I don't see "percentage uncertainty" in this answer. It looks to be just the uncertainty.
To determine the percent uncertainty in theta and in sin of theta, you can use the following formula:
Percent uncertainty = (uncertainty / measurement) x 100%
For example:
1) For theta = 15.0 degrees +/- 0.5 degrees:
Percent uncertainty in theta = (0.5 / 15.0) x 100% = 3.33%
Since the sine function is dimensionless, the uncertainty in theta (in degrees) is directly applicable to sin of theta.
Percent uncertainty in sin(theta) = 3.33%
2) For theta = 75.0 degrees +/- 0.5 degrees:
Percent uncertainty in theta = (0.5 / 75.0) x 100% = 0.67%
Similarly, the percent uncertainty in sin(theta) will be the same as the percent uncertainty in theta.
Percent uncertainty in sin(theta) = 0.67%
So, for both cases, the percent uncertainty in theta and in sin(theta) will be equal to the percent uncertainty in the measurement of theta.

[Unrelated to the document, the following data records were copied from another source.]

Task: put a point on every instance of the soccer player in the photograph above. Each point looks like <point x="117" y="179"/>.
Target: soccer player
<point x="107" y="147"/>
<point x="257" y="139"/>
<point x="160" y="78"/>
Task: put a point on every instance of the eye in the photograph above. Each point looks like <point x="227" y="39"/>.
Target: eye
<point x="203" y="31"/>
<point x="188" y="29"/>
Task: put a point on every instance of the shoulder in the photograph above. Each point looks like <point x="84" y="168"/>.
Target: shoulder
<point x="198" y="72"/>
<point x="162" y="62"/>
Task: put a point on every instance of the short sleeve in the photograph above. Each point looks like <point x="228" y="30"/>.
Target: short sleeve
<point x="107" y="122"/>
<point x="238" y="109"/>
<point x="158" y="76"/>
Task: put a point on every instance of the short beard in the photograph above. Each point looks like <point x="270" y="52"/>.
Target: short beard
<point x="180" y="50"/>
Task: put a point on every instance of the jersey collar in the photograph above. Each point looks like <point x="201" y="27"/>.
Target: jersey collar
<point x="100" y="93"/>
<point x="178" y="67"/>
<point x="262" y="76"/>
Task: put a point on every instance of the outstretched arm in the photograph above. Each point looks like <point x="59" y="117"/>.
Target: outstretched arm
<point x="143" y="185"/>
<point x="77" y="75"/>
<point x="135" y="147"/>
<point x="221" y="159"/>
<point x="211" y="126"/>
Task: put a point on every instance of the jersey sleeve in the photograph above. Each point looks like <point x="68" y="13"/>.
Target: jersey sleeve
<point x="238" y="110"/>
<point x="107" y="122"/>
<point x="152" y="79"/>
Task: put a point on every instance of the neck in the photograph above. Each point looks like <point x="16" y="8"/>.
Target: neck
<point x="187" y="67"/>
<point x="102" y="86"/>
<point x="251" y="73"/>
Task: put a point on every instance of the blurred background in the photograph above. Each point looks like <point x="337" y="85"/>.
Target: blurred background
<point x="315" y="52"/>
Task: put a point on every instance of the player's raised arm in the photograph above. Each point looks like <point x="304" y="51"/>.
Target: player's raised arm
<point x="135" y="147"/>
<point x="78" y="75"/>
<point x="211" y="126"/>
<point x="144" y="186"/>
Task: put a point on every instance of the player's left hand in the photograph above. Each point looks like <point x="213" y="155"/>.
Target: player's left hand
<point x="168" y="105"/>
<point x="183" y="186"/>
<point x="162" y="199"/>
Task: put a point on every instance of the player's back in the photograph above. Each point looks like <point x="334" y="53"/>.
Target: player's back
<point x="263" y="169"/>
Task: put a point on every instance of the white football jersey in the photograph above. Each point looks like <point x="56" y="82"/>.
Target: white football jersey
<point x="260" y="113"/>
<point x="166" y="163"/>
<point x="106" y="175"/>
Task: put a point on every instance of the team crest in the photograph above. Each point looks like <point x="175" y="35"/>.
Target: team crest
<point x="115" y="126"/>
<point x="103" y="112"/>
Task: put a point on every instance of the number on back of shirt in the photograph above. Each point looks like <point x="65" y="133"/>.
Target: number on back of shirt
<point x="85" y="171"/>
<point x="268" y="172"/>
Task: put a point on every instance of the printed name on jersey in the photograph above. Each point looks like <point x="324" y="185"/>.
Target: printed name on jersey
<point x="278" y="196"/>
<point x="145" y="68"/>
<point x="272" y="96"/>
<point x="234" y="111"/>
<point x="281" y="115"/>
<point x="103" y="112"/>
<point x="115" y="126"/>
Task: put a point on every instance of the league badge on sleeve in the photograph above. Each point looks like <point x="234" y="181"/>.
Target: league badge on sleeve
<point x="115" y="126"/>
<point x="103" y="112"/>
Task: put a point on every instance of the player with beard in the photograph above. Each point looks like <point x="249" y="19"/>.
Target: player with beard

To determine the percent uncertainty in theta and in sin(theta), we need to apply the formula for percent uncertainty:
Percent Uncertainty = (Uncertainty / Measurement) * 100
Let's calculate the percent uncertainty for each case:
1) For theta = 15.0 degrees +/- 0.5 degrees:
Percent Uncertainty in theta = (0.5 / 15.0) * 100
= 0.0333 * 100
= 3.33%
To find the percent uncertainty in sin(theta), we need to calculate sin(15.0 degrees) first.
sin(theta) = sin(15.0 degrees)
≈ 0.2588
Percent Uncertainty in sin(theta) = (Uncertainty / Measurement) * 100
= (0.5 / 0.2588) * 100
≈ 193.15%
2) For theta = 75.0 degrees +/- 0.5 degrees:
Percent Uncertainty in theta = (0.5 / 75.0) * 100
= 0.0067 * 100
= 0.67%
To find the percent uncertainty in sin(theta), we need to calculate sin(75.0 degrees) first.
sin(theta) = sin(75.0 degrees)
≈ 0.9659
Percent Uncertainty in sin(theta) = (Uncertainty / Measurement) * 100
= (0.5 / 0.9659) * 100
≈ 51.76%
So, the percent uncertainty in theta for the first case is approximately 3.33%, and for the second case, it is approximately 0.67%. And the percent uncertainty in sin(theta) for the first case is approximately 193.15%, and for the second case, it is approximately 51.76%.
f(θ) = sin(θ)
f'(θ) = cos(θ)
For θ = 15°
d(cos(θ))
= ±cos(θ) dθ
= ±cos(15°) (0.5°)
= ±0.9659*(0.5*π/180)
= ±0.00843
Problem #2 can be calculated similarly.